Thu, Feb 27, 2020    6:30pm

Cultural heritage and the emotions of nostalgia are closely entangled and both have become weaponised in populist national debates. From the nostalgic reflection explicit in the ‘make America great again’ election slogan, to the yearning for an empire long gone that underlies Brexit and the vilification and incarceration of migrants and refuges, heritage has, in some measure, been implicated. Nor is this a new phenomenon, heritage studies itself arose as a recognizable field in the 1980s, at least in the Anglophone context, within the context of Thatcherite uses of heritage and nostalgia and Roland Reagan’s mawkish campaign cry ‘let’s make America great again’. At this time heritage was vilified as explicitly ‘capital C’ conservative.

This talk will theorise both the affective qualities of heritage and the processes through which heritage becomes a resource of political power. As both an emotional and political resource heritage becomes readily mobilised within right-wing populist movements and the talk analyses how and why this occurs. However, this utilisation, is not an inevitable quality of either heritage or nostalgia. There are important lessons to be learned by the left, particularly with respect to understanding the emotional qualities of heritage that in turn have implications for the analyses of populist movements and the mobilisation of heritage and nostalgia for and by the left.

Laurajane Smith is professor and director of the Centre of Heritage and Museum Studies, Research School of Humanities and the Arts, the Australian National University.
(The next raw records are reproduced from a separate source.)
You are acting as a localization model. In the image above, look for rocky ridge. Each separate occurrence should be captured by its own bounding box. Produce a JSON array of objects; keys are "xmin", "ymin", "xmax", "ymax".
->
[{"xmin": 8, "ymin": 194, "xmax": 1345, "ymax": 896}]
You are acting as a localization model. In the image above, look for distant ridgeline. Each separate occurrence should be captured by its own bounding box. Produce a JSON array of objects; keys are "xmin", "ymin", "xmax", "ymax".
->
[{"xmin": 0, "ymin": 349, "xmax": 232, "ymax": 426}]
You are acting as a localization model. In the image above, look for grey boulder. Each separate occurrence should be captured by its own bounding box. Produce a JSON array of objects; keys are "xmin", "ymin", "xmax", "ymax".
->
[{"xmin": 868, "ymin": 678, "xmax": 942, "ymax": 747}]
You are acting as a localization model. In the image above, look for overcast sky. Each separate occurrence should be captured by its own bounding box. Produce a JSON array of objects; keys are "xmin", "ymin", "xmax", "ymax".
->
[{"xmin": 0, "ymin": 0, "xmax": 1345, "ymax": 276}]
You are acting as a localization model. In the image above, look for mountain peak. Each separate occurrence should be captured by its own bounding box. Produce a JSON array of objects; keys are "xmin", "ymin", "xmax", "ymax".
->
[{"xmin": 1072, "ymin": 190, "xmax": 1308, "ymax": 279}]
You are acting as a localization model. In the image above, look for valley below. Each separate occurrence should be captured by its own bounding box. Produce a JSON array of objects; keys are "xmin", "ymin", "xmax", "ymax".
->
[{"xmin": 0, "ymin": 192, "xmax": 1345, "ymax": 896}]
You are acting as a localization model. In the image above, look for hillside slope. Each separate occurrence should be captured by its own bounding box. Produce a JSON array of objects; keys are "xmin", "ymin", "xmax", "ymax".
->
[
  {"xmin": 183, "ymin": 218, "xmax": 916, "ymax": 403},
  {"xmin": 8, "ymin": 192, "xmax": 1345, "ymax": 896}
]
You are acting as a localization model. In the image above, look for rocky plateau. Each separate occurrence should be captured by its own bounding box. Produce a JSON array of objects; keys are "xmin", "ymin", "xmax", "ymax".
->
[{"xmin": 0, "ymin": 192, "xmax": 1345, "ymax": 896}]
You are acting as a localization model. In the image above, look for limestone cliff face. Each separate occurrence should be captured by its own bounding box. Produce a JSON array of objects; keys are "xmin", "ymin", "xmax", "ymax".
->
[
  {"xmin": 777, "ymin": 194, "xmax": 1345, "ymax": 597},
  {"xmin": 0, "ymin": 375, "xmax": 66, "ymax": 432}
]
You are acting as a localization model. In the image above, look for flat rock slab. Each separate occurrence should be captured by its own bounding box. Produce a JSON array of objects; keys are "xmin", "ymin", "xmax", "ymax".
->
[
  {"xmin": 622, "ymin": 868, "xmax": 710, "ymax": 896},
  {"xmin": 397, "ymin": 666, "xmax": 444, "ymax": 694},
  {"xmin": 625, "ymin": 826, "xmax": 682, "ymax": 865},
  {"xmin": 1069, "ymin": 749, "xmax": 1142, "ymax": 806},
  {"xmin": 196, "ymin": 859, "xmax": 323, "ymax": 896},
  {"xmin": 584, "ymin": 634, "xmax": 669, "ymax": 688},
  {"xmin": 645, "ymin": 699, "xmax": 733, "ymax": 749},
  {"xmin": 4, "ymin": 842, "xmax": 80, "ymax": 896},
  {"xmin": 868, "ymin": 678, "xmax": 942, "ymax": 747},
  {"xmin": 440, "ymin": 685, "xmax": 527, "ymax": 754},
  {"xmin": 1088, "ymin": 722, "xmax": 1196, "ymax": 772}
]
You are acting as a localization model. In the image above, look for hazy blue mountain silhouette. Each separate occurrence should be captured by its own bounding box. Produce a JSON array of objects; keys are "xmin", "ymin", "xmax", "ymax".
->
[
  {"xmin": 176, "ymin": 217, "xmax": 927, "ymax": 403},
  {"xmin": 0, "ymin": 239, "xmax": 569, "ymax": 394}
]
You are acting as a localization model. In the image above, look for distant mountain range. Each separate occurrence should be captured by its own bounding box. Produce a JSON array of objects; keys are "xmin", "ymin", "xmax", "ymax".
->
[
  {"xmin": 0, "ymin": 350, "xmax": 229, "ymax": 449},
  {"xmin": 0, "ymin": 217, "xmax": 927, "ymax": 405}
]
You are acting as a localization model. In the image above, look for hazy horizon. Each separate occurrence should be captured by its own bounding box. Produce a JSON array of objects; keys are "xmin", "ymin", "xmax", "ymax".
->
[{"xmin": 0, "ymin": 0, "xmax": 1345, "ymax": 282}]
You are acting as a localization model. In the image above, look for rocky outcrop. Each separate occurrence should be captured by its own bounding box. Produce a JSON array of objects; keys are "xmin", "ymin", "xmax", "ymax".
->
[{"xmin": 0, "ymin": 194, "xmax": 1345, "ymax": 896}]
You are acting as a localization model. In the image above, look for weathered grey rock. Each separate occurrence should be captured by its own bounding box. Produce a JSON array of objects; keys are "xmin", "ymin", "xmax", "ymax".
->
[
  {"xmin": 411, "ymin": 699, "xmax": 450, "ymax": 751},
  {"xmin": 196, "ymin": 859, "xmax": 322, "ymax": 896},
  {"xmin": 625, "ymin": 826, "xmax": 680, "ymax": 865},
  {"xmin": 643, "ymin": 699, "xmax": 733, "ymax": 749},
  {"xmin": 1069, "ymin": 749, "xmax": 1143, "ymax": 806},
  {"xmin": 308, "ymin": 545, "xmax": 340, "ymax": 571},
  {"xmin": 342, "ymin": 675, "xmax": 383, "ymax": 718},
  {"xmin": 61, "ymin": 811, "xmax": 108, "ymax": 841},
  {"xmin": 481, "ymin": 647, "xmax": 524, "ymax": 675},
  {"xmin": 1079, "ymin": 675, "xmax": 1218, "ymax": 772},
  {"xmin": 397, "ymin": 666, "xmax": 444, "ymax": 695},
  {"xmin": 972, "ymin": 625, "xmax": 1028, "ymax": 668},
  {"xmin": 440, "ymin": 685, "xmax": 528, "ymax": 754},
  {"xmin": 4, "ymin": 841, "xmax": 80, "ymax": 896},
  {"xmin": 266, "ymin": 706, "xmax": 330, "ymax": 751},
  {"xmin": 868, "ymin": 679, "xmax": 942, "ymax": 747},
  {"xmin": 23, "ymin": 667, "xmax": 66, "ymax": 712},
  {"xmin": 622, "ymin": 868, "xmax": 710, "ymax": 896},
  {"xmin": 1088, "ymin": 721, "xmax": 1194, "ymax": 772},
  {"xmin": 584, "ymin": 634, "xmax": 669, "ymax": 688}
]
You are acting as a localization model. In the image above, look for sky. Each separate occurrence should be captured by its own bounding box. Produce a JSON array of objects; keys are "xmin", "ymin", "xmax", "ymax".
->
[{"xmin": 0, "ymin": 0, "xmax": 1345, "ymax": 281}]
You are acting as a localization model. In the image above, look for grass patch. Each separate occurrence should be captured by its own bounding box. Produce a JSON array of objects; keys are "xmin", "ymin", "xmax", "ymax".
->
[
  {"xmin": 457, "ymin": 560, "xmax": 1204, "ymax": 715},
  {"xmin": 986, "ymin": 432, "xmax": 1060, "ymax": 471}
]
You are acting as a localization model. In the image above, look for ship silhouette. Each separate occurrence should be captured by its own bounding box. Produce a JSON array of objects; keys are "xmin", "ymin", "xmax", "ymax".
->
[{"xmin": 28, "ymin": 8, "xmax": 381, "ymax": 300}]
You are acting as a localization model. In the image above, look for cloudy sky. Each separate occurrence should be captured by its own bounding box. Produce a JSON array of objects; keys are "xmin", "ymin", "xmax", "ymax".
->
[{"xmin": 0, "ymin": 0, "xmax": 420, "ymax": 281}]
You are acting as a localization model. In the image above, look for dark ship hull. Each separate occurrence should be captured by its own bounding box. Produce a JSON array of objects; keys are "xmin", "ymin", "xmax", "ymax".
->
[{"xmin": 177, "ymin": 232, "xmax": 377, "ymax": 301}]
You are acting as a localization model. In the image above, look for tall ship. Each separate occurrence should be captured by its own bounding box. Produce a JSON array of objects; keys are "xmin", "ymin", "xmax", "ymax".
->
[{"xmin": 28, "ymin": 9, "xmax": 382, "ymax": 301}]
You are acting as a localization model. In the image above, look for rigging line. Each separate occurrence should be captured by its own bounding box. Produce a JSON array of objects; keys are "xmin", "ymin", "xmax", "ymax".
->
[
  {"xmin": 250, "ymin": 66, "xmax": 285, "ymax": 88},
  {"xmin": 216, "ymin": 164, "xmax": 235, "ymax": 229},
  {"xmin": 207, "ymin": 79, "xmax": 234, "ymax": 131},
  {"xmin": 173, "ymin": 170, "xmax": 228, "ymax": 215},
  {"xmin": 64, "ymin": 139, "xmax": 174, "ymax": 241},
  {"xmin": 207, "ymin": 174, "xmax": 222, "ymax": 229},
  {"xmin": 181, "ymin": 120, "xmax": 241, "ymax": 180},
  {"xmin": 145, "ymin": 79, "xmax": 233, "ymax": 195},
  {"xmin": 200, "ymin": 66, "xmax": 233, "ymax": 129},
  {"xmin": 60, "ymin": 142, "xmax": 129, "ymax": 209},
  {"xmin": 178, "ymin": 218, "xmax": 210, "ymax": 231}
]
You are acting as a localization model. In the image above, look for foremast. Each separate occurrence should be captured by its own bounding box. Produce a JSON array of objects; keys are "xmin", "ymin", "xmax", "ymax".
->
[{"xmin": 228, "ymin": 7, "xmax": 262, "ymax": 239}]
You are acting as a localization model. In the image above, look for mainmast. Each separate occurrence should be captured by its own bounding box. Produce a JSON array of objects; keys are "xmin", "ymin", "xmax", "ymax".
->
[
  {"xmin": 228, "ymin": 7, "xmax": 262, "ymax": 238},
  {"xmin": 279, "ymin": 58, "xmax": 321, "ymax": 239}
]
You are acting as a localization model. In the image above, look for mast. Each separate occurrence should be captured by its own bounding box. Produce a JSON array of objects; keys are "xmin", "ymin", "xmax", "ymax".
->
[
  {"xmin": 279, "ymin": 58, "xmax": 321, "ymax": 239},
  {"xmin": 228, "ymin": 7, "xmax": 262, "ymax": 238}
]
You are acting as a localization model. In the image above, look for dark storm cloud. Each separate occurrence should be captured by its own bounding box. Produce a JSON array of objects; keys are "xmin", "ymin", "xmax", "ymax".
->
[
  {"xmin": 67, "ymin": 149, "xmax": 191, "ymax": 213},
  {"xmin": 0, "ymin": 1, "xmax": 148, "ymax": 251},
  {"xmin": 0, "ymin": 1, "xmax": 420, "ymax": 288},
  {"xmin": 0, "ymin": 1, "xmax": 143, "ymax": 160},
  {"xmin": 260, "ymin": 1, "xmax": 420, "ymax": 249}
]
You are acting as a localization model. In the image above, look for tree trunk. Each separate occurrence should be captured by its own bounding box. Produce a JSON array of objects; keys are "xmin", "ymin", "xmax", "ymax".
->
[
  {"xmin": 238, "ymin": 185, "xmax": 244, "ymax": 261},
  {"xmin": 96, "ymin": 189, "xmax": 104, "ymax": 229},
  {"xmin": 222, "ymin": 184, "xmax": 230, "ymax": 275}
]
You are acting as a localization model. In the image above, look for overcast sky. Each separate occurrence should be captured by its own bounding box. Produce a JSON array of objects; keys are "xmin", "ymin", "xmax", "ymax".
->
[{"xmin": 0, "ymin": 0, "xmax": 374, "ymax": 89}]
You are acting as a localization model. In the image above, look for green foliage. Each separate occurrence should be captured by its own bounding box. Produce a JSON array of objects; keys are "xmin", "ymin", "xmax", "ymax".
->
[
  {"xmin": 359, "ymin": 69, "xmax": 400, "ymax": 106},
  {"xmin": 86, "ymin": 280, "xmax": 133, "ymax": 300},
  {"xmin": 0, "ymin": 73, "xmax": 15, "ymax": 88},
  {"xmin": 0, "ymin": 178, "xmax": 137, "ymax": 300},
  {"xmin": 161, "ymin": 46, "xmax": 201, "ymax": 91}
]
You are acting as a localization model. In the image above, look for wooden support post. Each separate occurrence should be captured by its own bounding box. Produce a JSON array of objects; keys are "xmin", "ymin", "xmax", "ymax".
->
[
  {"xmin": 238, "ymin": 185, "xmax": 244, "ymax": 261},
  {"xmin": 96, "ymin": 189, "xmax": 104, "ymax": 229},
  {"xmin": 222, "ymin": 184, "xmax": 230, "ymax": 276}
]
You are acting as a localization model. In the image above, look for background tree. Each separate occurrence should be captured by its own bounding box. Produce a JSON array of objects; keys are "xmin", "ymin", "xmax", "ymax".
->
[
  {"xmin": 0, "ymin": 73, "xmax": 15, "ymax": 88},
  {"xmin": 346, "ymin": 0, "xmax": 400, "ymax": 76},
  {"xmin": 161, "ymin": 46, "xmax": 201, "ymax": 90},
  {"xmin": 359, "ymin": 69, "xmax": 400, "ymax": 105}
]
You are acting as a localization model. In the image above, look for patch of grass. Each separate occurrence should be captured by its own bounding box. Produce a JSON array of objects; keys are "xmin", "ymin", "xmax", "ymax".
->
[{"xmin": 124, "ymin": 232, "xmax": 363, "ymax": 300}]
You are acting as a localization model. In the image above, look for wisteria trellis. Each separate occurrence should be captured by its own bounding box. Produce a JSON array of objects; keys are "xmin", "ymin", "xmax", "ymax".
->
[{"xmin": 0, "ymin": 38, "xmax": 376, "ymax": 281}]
She founded the Association of Critical Heritage Studies, and has been editor of the International Journal of Heritage Studies since 2009. She is co-general editor with William Logan of Routledge’s Key Issues in Cultural Heritage, and author of Uses of Heritage (2006, Routledge).

Historic Preservation Podcast #21: Laurajane Smith on Weaponized Nostalgia

Jorge Otero-Pailos, director of GSAPP’s Historic Preservation Program, speaks with Laurajane Smith in advance of her Spring 2020 lecture at the school. Laurajane Smith is professor and director of the Centre of Heritage and Museum Studies, Research School of Humanities and the Arts, at the Australian National University. She founded the Association of Critical Heritage Studies, and has been editor of the International Journal of Heritage Studies since 2009.

They discuss Smith’s research around cultural heritage and the emotions of nostalgia, delving into ways that particular forms of emotion have been taken up and weaponized by right wing populist movements.